The SPLIT group consisted of eight patients (five male and three female; mean age at the time of implantation 38.5 years; range: 1–74 years) who were implanted with a Split-Array CMD. In this group, the IES CMD was not used or its application was unsuccessful in the previous intervention (n = 3).
Both groups, the IES group and the SPLIT group, consisted of diverse and partly multimorbid patients.
Table 1 provides an overview of the relevant comorbidities of the subjects as listed in their medical records.
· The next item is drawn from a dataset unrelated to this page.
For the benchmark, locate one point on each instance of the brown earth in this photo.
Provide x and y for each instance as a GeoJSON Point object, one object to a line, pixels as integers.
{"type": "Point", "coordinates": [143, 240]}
For better comparability with various CI patients, for whom no IES CMD application was necessary or indicated, the REGULAR group was included. The REGULAR group consisted of patients who were age- (±5 years) and gender-matched (17 male and 15 female) to the subjects of the IES group. For the implanted patients of this group, the distribution of electrode variants was identical to the IES group. Only the implantation with a Flex 16 electrode array was excluded from the REGULAR group as no suitable comparison case was identified. This resulted in a dataset of 32 subjects for the REGULAR group.
Table 1 shows the concomitant diseases of the REGULAR group to provide a complete survey.
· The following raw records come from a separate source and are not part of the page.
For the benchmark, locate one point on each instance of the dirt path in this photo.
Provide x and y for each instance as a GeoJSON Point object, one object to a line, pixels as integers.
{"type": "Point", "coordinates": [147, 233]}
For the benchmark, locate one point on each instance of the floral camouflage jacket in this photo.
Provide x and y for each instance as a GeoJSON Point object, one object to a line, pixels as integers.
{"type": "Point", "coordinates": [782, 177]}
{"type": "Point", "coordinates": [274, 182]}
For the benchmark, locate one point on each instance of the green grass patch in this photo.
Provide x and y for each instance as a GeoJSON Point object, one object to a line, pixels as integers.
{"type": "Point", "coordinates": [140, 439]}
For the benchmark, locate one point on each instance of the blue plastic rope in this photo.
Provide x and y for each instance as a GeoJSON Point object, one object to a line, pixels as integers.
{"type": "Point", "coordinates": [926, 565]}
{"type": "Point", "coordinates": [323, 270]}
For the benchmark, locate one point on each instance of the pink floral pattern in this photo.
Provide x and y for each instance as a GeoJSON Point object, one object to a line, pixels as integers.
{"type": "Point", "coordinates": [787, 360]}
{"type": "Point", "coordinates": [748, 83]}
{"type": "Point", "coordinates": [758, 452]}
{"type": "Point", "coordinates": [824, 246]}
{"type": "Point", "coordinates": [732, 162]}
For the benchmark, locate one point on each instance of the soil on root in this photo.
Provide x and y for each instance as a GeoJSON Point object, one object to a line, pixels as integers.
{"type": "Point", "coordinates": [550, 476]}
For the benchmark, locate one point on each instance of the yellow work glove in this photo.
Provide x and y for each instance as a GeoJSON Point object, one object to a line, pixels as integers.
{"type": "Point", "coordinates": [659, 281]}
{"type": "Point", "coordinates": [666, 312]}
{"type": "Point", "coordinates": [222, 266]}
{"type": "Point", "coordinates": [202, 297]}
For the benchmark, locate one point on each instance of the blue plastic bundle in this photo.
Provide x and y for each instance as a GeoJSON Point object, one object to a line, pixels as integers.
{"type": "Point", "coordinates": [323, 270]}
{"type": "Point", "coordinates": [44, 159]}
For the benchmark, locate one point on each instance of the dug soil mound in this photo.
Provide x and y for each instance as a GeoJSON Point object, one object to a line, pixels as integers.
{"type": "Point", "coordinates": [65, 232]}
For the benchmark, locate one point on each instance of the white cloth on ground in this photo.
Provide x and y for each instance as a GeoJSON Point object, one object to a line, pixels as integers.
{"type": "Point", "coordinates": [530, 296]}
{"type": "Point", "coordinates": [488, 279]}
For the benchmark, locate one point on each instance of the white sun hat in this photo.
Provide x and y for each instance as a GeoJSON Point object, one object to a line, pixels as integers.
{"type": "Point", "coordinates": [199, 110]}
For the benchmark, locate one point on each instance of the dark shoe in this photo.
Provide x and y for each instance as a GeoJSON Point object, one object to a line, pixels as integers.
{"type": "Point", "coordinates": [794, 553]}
3.2. Aetiology of Deafness
Regarding the aetiology of deafness in the IES group, seven patients (21.2%) suffered from meningitis, eight (24.2%) suffered from anatomical malformations in the inner ear, five (15.2%) suffered from other congenital hearing impairment, two (6.1%) suffered from sudden hearing loss, one (3.0%) suffered from trauma of the temporal bone, one (3.0%) suffered from otosclerosis, and the aetiology was unknown or not documented in nine other patients (27.3%).
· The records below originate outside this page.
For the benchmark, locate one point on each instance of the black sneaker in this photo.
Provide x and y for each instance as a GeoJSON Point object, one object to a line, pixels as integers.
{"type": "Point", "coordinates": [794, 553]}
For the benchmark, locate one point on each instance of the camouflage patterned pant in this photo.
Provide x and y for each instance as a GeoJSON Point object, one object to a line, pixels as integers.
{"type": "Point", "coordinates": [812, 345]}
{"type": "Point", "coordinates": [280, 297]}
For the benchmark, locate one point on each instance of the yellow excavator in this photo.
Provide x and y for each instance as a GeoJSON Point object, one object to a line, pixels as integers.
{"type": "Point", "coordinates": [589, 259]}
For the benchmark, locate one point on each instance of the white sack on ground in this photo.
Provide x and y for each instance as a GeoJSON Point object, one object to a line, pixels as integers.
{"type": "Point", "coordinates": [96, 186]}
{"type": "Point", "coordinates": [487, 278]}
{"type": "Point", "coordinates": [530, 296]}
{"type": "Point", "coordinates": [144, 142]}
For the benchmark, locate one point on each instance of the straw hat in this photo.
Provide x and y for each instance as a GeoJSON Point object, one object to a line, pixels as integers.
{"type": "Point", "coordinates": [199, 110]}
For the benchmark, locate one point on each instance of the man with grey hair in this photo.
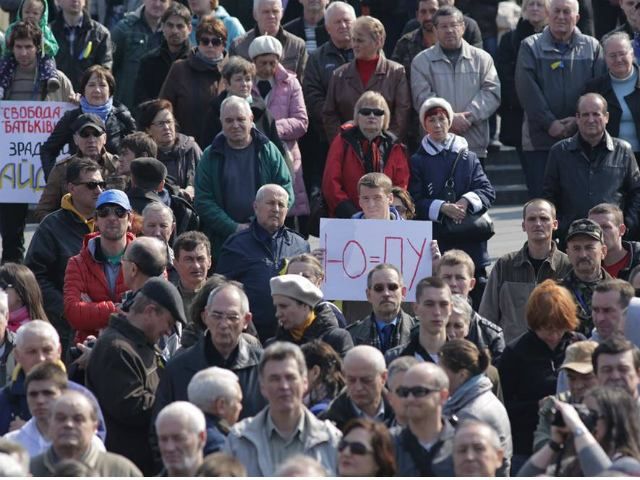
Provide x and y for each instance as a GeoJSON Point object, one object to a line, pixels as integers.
{"type": "Point", "coordinates": [424, 447]}
{"type": "Point", "coordinates": [238, 162]}
{"type": "Point", "coordinates": [225, 317]}
{"type": "Point", "coordinates": [285, 427]}
{"type": "Point", "coordinates": [256, 254]}
{"type": "Point", "coordinates": [268, 15]}
{"type": "Point", "coordinates": [217, 392]}
{"type": "Point", "coordinates": [365, 375]}
{"type": "Point", "coordinates": [181, 430]}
In the SPLIT group, four patients (50%) suffered from meningitis, two (25%) suffered from trauma of the temporal bone, one (12.5%) suffered from sepsis due to pneumonia, and the cause was unknown or not documented for one other patient (12.5%).
3.3. Indication of the IES CMD
The IES CMD was used in our clinic for different indications. The possible applications included the penetration into a cochlea obstructed with fibrotic or ossified tissue, which could not be achieved by common electrodes due to their lack of stiffness and their inability to dilate the lumen. It was also used as an aid in re-implantations. Furthermore, the IES CMD was utilised as an instrument to estimate the depth of possible electrode insertion in the malformed cochleae.
Thus, the IES was deployed in the evaluated IES group to measure the depth of the cochlea prior to implantation (n = 7; 21.2%), due to intracochlear tissue which hampered the insertion of the electrode array (n = 10; 30.3%), as well as to ossify the basal turn or the round window region (n = 9; 27.3%). The IES was also used four times (12.1%) as a tool during device re-implantation to clear out fibrotic tissue. In three cases (9.1%), the reason for using the IES was to eliminate any resistance that occurred when trying to insert the stimulation electrode.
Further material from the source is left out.